If you’re looking at setting up private cloud services — or public ones, for that matter — you should already to have a handle on how to automate the critical functions of creating, managing and migrating virtual servers. That’s because if you haven’t achieved this level of service elasticity, it is going to cost a fortune in admin time whenever your customer needs to rapidly spin up another server, or burst to a more powerful virtual machine to handle workload peaks.
But what about the other two key elements of any IT infrastructure, namely networking and storage? Networking elasticity is addressed to various degrees by SDN, virtual LANs, and of course network optimization technologies, and in any case, it is relatively cheap to over-provision the network element — it should be cheaper than over-provisioning server or storage capacity, anyhow.
Storage is another kettle of fish, however. Sure, automated management platforms can pull blocks from a pool, build them into a logical volume, and allocate that to a new virtual server instance. But can they guarantee performance on multi-tenanted storage? Or are you selling the cloud user a bigger virtual server with a 40Gbit network pipe, yet still expecting them to suck data through a straw?
I was reminded of this recently while talking with Jason Carolan, the CTO at US-based cloud and co-lo hosting provider ViaWest. He says the challenge is compounded by storage’s susceptibility to what he calls the noisy neighbor syndrome — it is all too easy for a cloud application to burst up, consume all the available I/O, and swamp other users allocated to the same array.
In the past ViaWest has solved this problem for some of its enterprise hosting customers simply by buying each one its own storage array. However, while this removes the potential for interruption by noisy neighbors and guarantees a service level, it doesn’t do a lot for storage utilization rates. That is made a whole lot worse by enterprise storage being notoriously lumpy stuff to buy: when the smallest practical purchase is maybe 25TB or 30TB, you really do want your users to share wherever possible.
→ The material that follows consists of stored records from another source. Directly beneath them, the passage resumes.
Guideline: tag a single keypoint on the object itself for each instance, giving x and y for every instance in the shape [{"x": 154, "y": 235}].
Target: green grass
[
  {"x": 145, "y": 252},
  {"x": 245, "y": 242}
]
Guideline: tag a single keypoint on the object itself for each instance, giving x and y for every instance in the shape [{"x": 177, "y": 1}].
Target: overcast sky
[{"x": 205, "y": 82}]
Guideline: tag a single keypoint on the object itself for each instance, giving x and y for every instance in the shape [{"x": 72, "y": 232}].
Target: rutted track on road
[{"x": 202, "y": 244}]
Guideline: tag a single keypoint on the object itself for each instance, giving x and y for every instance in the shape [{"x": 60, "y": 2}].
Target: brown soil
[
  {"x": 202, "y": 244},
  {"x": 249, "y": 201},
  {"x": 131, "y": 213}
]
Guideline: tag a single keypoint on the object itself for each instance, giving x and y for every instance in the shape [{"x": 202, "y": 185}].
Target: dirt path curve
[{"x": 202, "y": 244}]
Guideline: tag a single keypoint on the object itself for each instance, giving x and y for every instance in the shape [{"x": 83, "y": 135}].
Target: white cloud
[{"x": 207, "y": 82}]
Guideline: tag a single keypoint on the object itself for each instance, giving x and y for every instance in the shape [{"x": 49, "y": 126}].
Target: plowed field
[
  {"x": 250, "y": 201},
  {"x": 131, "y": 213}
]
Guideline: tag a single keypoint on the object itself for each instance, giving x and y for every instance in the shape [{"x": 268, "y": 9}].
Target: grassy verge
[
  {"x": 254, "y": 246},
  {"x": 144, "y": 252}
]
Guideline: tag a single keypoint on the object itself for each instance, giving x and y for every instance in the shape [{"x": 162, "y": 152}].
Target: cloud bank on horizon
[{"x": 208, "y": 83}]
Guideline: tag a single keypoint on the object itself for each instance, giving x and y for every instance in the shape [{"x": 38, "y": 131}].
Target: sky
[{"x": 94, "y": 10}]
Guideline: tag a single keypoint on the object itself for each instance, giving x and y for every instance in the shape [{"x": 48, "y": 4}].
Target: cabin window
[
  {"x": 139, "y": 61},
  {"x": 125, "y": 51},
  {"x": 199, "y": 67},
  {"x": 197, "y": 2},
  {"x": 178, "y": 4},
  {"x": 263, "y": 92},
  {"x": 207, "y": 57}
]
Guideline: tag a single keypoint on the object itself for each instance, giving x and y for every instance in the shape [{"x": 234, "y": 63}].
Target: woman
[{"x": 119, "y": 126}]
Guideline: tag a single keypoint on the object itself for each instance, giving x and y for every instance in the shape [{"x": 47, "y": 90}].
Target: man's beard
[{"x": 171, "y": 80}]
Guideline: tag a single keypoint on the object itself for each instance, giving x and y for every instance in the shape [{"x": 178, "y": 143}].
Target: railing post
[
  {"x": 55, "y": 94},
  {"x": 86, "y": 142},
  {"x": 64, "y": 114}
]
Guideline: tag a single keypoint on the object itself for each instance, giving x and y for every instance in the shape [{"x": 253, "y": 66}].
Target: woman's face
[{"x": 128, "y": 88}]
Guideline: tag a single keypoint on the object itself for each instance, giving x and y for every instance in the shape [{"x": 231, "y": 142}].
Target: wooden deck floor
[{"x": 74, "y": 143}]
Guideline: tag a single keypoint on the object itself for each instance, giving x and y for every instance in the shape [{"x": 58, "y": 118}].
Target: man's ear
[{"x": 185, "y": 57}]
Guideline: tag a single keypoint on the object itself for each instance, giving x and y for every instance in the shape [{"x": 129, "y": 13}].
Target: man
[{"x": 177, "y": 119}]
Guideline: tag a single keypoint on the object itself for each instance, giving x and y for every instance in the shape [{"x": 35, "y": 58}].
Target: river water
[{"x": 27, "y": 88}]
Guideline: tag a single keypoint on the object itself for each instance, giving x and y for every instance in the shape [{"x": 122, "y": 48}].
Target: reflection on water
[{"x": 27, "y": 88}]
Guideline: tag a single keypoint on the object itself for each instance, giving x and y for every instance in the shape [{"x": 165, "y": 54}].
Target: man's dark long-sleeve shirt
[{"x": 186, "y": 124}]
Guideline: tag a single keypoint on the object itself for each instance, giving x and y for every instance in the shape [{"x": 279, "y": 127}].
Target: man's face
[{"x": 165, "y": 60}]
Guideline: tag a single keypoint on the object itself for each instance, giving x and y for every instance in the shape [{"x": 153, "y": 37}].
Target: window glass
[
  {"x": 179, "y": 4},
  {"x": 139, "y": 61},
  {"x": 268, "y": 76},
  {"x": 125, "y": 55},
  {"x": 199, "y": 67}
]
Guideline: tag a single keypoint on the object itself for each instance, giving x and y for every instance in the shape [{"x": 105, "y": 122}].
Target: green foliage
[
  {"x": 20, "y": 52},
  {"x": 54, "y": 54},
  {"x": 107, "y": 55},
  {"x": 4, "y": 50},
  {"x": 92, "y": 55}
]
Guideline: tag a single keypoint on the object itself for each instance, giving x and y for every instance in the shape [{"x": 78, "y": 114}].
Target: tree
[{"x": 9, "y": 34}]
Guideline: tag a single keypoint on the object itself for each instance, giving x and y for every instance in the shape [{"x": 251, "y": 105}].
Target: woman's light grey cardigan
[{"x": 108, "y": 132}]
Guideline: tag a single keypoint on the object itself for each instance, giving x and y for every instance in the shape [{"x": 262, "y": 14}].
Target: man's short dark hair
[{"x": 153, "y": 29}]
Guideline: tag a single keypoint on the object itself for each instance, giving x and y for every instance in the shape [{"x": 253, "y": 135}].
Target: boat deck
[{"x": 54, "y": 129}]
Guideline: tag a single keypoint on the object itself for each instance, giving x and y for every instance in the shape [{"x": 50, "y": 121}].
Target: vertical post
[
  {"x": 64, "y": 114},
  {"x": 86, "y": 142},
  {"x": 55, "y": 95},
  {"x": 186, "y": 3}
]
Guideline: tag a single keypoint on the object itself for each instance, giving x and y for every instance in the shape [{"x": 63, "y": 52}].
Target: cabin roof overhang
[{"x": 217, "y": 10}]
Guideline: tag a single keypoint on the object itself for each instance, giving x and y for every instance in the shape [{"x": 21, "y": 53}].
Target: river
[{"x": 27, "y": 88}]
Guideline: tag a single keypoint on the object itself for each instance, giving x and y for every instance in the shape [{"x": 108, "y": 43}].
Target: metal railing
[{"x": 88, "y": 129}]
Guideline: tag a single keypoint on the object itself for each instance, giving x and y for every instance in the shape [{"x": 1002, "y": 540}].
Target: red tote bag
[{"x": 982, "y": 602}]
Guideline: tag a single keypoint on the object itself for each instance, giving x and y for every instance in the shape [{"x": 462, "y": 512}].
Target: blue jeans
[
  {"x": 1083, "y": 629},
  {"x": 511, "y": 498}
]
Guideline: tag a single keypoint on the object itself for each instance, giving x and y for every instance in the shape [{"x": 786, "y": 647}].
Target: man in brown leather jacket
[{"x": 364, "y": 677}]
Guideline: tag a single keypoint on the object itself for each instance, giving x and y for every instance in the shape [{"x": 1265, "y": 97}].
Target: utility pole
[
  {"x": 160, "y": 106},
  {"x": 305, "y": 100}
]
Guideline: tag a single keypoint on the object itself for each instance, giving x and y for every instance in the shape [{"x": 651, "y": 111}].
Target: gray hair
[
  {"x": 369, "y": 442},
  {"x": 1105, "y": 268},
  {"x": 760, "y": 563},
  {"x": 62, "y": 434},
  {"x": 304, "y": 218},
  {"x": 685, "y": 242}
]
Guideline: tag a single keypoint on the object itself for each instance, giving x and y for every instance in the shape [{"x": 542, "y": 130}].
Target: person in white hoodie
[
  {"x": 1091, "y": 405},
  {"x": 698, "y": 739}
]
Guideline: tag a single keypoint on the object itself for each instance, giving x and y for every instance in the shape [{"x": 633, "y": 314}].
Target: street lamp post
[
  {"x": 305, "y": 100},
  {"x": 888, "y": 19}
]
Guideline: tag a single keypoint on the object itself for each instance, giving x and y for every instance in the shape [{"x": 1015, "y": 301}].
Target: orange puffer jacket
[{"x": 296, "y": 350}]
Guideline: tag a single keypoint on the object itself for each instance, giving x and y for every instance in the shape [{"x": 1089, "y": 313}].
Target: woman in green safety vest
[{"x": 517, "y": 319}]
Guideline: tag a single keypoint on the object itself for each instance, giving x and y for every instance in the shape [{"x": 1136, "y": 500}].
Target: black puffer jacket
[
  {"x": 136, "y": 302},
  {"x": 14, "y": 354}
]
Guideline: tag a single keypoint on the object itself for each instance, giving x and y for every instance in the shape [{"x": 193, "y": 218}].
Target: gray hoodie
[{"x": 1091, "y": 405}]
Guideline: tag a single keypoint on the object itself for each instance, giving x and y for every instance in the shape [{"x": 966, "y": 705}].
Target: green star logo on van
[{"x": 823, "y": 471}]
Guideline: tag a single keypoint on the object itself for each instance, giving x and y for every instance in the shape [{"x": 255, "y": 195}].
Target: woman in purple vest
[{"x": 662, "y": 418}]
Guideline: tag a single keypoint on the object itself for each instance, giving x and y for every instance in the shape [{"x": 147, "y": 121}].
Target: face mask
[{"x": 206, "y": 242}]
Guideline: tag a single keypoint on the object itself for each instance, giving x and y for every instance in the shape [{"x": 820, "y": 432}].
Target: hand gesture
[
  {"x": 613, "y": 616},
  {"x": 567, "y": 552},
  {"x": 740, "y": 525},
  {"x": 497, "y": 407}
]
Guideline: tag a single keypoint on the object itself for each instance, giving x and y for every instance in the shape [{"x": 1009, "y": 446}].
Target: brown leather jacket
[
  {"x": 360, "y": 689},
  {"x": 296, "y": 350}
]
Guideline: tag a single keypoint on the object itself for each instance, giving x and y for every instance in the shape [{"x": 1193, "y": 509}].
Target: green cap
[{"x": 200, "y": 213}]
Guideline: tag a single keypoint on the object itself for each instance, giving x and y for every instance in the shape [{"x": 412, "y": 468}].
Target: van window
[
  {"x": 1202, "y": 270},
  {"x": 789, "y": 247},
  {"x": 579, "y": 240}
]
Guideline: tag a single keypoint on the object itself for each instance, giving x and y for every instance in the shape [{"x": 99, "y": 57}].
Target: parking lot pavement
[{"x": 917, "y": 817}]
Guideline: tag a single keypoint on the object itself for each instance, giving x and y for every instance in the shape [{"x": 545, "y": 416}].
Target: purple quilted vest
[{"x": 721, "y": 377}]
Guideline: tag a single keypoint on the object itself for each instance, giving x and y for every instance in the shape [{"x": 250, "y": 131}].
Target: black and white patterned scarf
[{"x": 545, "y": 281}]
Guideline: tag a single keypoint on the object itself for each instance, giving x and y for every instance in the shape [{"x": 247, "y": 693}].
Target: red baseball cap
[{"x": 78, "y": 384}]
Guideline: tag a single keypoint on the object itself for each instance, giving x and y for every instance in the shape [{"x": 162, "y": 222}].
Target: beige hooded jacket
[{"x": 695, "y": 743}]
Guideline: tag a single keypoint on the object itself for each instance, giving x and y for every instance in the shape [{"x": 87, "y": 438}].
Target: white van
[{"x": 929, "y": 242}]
If you can add thin provisioning and data deduplication, shared storage becomes an even better value.
So in a true cloud environment, where users and workloads can come and go at almost a moment’s notice, and where you can’t afford the luxury of dedicated hardware (which breaks the cloud model anyhow), what are the options for guaranteeing storage quality-of-service? Because if you don’t, people are not going to use your cloud for more than their non-critical, “Hey, it’s good enough” applications — and those are just a small portion of the total.
Over-provisioning is an obvious one, and probably the easiest and quickest to implement. It will work for some, but although disk is cheap, the SAN connectivity, replication, storage management, and all the other infrastructure needed to support a cloud storage deployment most certainly aren’t.
Storage tiering can help on the cost front by moving applications between differently-performing storage types — e.g. SSD, fast SAS and bulk SATA — depending on their needs. However, it can also result in less predictable QoS as it shifts noisy and quiet applications between tiers.
Prioritization can deal with some of the problem. By allocating applications to tiers such as mission-critical, medium, or low you can at least avoid a low-priority application swamping a mission-critical one. The problem for your tenants is they may not know what each tier actually means or who else has which allocations — and it can actually make the noisy-neighbor problem worse if it means there is even less to stop a high priority tenant from turning up the volume.
Rate-limiting is another option: put a hard limit on how much I/O bandwidth each cloud app can use; pay more, and your app gets a higher limit. This can work well for keeping the neighbors a little quieter and protecting the storage from overloading. The caveat is that users may assume they are buying the right to have that much bandwidth consistently, and in a multi-tenanted cloud that is probably not feasible. Beware, too, that rate-limiting could annoy a customer with a bursty application by adding noticeable latency to it.
The last option is “shared nothing” scale-out storage. The scale-out element means that as demand rises you can add more nodes to the storage cluster, with each node adding both storage capacity and storage bandwidth, while shared nothing means there is no single choke point. Typically this involves a global namespace or file system, and examples of scale-out storage are everywhere, from giants such as EMC, IBM, and NetApp, and newcomers like Caringo, Coraid, Gridstore, and Xiotech.
There are also several free open source scale-out options, including OpenStack Swift. And increasingly, scale-out storage will be at least partly based on solid-state Flash memory — indeed, Carolan says ViaWest went for an entirely solid-state version, from storage QoS specialist SolidFire.
When it comes down to it, the perceived lack of predictability and performance are major reasons why people are reluctant to move heavyweight enterprise applications into the cloud. Lighter, more latency-tolerant applications such as email and personal productivity tools, yes, but not the mission critical stuff. Dealing with that perception will be key if you want people to deploy enterprise applications in your cloud.